Perché tanta paura di una Venetia libera, di una Sardegna libera? Si ha paura che si tratti di feste di provincia, che nella Venetia verrà a tutti la pellagra perché vorremo mangiare solo polenta, che in Sardegna si farà l’amore con le pecore? Sono così ignoranti, immensamente ignoranti gli intellettuali e i politici di IT?

Sì, in parte lo sono. In parte sono in piena malafede perché sanno che non è così.

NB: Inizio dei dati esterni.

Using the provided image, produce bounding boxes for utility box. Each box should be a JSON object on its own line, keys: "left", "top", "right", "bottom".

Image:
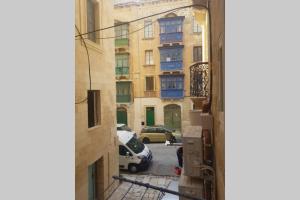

{"left": 182, "top": 126, "right": 203, "bottom": 177}
{"left": 179, "top": 168, "right": 204, "bottom": 200}
{"left": 189, "top": 112, "right": 213, "bottom": 130}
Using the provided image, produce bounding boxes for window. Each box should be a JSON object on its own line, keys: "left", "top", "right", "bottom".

In parte sono semilavorati del sapere, quelli che credono di conoscere Hegel perché lo citano in tedesco leggendo le edizioni col testo a fronte, che si riempiono la bocca del pensiero di studiosi anglosassoni di cui non sanno pronunciare correttamente il nome, che riempiono di pattume di seconda scelta – recensioni a traduzioni, editoriali saccenti – le pagine dei grandi quotidiani di IT, quelli che ricevono 23 milioni di euro all’anno di contributo pubblico all’editoria, e quindi con che coraggio parlerebbero della miseria e auspicabile fine di IT?

Non si sputa nel piatto in cui si mangia, soprattutto quando si sottrae il pasto agli altri.

La realtà è che Venetia, Sardegna, e tutti gli altri paesi e popoli che legittimamente aspirano all’indipendenza non mangiano polenta e non si mescolano con le pecore, come vorrebbero far credere i templari di IT, i professoroni titolati, bravissimi a scrivere corsivi offensivi verso di noi, e a piazzare mogli e amanti, figli e nipoti in cattedre universitarie.

Producono, in realtà, fior di intellettuali e imprenditori, la Venetia, la Sardegna, la Sicilia, infinitamente superiori ai tromboni di IT, e che lavorano in istituzioni prestigiose nel mondo, scrivono in inglese, italiano e veneto, e sardo, e sono dieci spanne sopra a quei miserabili pennivendoli che hanno fatto carriera conoscendo (male) l’italiano e proclamando la grandezza di IT ad ogni piè sospinto.

E intanto, però, qualcuno comincia a non farcela più ad arrivare a fine mese.

Il PNV e la Venetia libera sono una promessa di libertà e felicità per un popolo. Prima che sia troppo tardi. E tale felicità non potrà derivare se non dall’indipendenza.

Se ci teniamo la democratura, quest’orrenda creatura alla fine ci divorerà.